India's trade relations with Europe go back to the ancient days of the Greeks. During the middle Ages, trade between Europe and India and South-East Asia was carried through various routes.
Major trade routes were −
Through sea - along the Persian Gulf;
Through land- through Iraq and Turkey, and then again by sea to Venice and Genoa;
Third was via the Red Sea and then overland to Alexandria in Egypt and from there again by sea to Venice and Genoa.
The fourth one was less used i.e. overland route through the passes of the North-West frontier of India, across Central Asia, and Russia to the Baltic.
The Asian part of the trade was carried on mostly by Arab merchants and sailors, while the Mediterranean and European part was the virtual monopoly of the Italians.
Goods from Asia to Europe passed through many states and many hands. Every state levied tolls and duties while every merchant made a substantial profit.
There were many other obstacles, such as pirates and natural calamities on the way. Yet the trade remained highly profitable. This was mostly due to the pressing demand of the European people for Eastern spices.
The Europeans needed spices because they lived on salted and peppered meat during the winter months, when there was little grass to feed the cattle, and only a liberal use of spices could make this meat palatable.

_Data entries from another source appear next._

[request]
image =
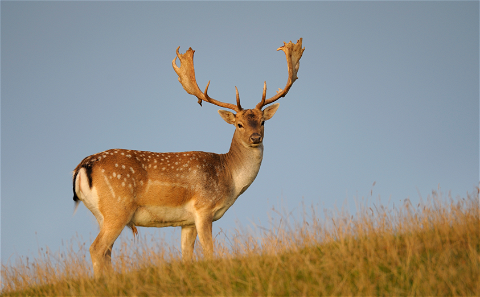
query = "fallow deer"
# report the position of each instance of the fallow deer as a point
(189, 189)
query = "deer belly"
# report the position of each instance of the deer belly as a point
(163, 216)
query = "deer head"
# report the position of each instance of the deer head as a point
(249, 123)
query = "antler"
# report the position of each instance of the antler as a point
(186, 76)
(293, 52)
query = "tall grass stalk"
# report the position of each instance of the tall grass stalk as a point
(432, 248)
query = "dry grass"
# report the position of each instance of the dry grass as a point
(430, 249)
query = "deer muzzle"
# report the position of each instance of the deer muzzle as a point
(255, 138)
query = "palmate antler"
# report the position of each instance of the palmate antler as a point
(186, 76)
(293, 52)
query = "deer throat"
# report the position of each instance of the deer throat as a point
(246, 168)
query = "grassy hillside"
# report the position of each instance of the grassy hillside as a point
(430, 249)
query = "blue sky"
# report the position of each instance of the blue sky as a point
(388, 92)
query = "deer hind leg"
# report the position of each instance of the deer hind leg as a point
(203, 223)
(101, 248)
(189, 234)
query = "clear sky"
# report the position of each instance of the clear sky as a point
(388, 92)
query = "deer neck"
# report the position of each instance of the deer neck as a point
(243, 162)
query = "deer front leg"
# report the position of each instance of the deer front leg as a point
(189, 234)
(203, 224)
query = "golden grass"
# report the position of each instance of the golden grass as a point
(430, 249)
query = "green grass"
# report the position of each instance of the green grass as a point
(432, 249)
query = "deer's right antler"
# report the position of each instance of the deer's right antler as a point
(186, 76)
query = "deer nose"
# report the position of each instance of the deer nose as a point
(256, 138)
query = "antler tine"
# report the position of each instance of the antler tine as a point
(238, 99)
(186, 77)
(293, 53)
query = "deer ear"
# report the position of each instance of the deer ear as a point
(227, 116)
(270, 111)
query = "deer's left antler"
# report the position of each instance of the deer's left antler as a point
(293, 52)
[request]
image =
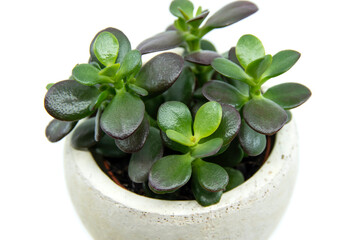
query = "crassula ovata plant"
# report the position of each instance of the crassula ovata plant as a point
(178, 121)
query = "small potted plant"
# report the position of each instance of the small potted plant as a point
(175, 148)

Consequently, European food was as highly spiced as Indian food till the 17th century.
The old trading routes between the East and the West came under Turkish control after the Ottoman conquest of Asia Minor and the capture of Constantinople in 1453.

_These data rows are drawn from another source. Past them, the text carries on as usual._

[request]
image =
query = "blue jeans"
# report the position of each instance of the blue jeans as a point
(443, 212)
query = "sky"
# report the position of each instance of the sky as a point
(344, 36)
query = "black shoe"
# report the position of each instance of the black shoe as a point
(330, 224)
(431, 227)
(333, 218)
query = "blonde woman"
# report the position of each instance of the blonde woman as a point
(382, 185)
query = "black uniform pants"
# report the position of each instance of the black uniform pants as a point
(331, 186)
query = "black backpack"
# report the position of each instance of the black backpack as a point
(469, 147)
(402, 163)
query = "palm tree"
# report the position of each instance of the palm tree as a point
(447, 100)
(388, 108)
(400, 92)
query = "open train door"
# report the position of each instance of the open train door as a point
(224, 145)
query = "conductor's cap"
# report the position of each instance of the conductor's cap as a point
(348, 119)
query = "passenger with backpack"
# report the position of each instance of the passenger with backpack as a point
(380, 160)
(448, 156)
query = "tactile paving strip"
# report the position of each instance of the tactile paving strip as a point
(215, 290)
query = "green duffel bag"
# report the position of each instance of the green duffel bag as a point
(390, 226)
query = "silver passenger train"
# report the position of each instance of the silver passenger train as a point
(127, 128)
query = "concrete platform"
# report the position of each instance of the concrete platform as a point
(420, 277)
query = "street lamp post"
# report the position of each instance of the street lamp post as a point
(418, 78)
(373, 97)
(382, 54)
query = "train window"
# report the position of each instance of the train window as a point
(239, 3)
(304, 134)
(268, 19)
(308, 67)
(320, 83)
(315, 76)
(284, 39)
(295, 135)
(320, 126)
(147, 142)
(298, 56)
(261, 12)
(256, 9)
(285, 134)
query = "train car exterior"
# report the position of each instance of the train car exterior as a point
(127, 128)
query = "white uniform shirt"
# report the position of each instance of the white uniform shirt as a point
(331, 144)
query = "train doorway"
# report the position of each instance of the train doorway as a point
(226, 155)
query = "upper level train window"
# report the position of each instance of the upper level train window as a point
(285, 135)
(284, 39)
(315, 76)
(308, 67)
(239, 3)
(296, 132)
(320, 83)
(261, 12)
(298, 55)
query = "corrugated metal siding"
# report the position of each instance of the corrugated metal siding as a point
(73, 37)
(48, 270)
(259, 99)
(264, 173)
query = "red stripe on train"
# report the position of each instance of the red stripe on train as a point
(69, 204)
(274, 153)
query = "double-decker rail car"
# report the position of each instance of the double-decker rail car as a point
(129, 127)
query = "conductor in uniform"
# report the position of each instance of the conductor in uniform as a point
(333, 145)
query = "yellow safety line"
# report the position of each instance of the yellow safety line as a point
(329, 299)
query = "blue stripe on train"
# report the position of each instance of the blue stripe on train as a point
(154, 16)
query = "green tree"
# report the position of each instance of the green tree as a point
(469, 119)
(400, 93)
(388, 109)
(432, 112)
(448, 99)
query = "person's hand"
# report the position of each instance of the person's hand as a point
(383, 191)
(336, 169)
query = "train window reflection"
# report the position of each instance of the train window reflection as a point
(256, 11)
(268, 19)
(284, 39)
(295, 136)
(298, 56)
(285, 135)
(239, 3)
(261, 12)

The merchants of Venice and Genoa monopolized the trade between Europe and Asia and refused to let the new nation states of Western Europe, particularly Spain, and Portugal, have any share in the trade through these old routes.
The trade with India and Indonesia was highly prized by the West Europeans to be so easily given up.
The demand for spices was pressing and the profits to be made in their trade inviting.
The reputedly fabulous wealth of India was an additional attraction as there was an acute shortage of gold all over Europe, and gold was essential as a medium of exchange if the trade was to grow unhampered.
The West European states and merchants therefore began to search for new and safer sea routes to India and the Spice Islands of Indonesia, (at that time popular as the East Indies).
The West Europeans wanted to break the Arab and Venetian trade monopolies, to bypass Turkish hostility, and to open direct trade relations with the East.
The West European were well-equipped to do so as great advances in shipbuilding and the science of navigation had taken place during the 15th century. Moreover, the Renaissance had generated a great spirit of adventure among the people of Western Europe.
The first steps were taken by Portugal and Spain whose seamen, sponsored and controlled by their governments, began a great era of geographical discoveries.
In 1494, Columbus of Spain set out to reach India and discovered America instead of India.